A: I have been affected by this even today. The day I landed from Bhutan, I don’t want to sound like a total maniac but the threat there became existential. When I saw my paediatrician in Delhi, the guy who was there when I was born and is still my main doctor, he was crying the day when I went to meet him and since I've known him, since he's known me, since I was born, we have a close relationship and he kind of was just like holding his head in disbelief like that how can my wife gets so sick and he was inconsolable and I told him you're a doctor. Why don't you take care of her? And he was like how do you want me to take care of her? It's everywhere. What do you want me to do? Like wearing a sterilised environment? I just kind of put her in a kind of a glass museum of glass, what do you really want me to do?
This frustration from somebody who I thought knew everything about the human body and could do everything it would take at least to save the closest person to you in the world.

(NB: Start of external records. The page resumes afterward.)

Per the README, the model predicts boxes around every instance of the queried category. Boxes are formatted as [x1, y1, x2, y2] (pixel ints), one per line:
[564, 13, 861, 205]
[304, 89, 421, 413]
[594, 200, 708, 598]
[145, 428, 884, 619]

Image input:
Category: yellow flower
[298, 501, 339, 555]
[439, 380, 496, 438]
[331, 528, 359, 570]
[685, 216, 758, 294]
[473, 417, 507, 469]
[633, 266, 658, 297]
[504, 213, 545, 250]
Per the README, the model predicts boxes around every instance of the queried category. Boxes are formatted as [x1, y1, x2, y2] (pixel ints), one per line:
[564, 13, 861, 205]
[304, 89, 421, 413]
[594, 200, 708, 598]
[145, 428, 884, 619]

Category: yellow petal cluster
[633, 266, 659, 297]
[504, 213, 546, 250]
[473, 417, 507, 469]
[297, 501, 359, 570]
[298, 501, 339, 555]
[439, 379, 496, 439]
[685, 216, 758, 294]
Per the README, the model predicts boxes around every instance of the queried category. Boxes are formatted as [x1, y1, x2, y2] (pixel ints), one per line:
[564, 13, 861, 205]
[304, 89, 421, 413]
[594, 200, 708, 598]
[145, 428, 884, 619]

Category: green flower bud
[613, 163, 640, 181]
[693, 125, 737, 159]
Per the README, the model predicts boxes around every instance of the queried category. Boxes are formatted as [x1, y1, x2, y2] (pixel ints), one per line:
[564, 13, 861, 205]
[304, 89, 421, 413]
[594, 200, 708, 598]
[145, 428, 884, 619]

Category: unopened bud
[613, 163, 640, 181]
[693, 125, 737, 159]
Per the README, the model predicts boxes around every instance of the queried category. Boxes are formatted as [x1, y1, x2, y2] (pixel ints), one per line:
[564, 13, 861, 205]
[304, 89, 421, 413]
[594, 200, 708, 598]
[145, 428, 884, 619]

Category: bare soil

If that smartest person I know in Delhi couldn’t not save the person closest to them, that's when you know that things are bad. And it was this, real frustration like that “kare bhi toh kya kare” and of course the next thing is, go to the mountains. Go to the Himalayas, it is just a one-hour flight away.
The thing about all of this is that, every time you turn on an AC to cool yourself, you'll be warming the world outside of you. So it's like a win and lose Situation. You win personally but you lose collectively. This famous saying GO TO THE HIMALAYAS, Yeah, you go to the Himalayas from Delhi, either by a plane train or car, you might get happier stuff for a while. But if you're anybody with any decent ounce of sensitivity about the world, you must also know that you're ruining the world around you.
You know in Delhi there are these billboards cajoling you to buy your dream palace, and you see them, while you're stuck in a traffic jam. There's a shot of exactly this in the film, which is like, promising people, a sterilised palace of peace while you're stuck in the extremely foggy and smoggy morning in winter time. It's so sickening. It's so like -- wait, what? I mean I don't know how many people think of this but for me, since I was relatively young, this felt like a finger in my eye. It's like saying we're going to find you and I don't know who the ‘we’ is here, but we're going to find a way to ruin all of your lives and then we will offer you a solution that you can buy to get out of this. Well, I don't know how to put it. I don't know if it's correct but I'm saying it felt like that to me.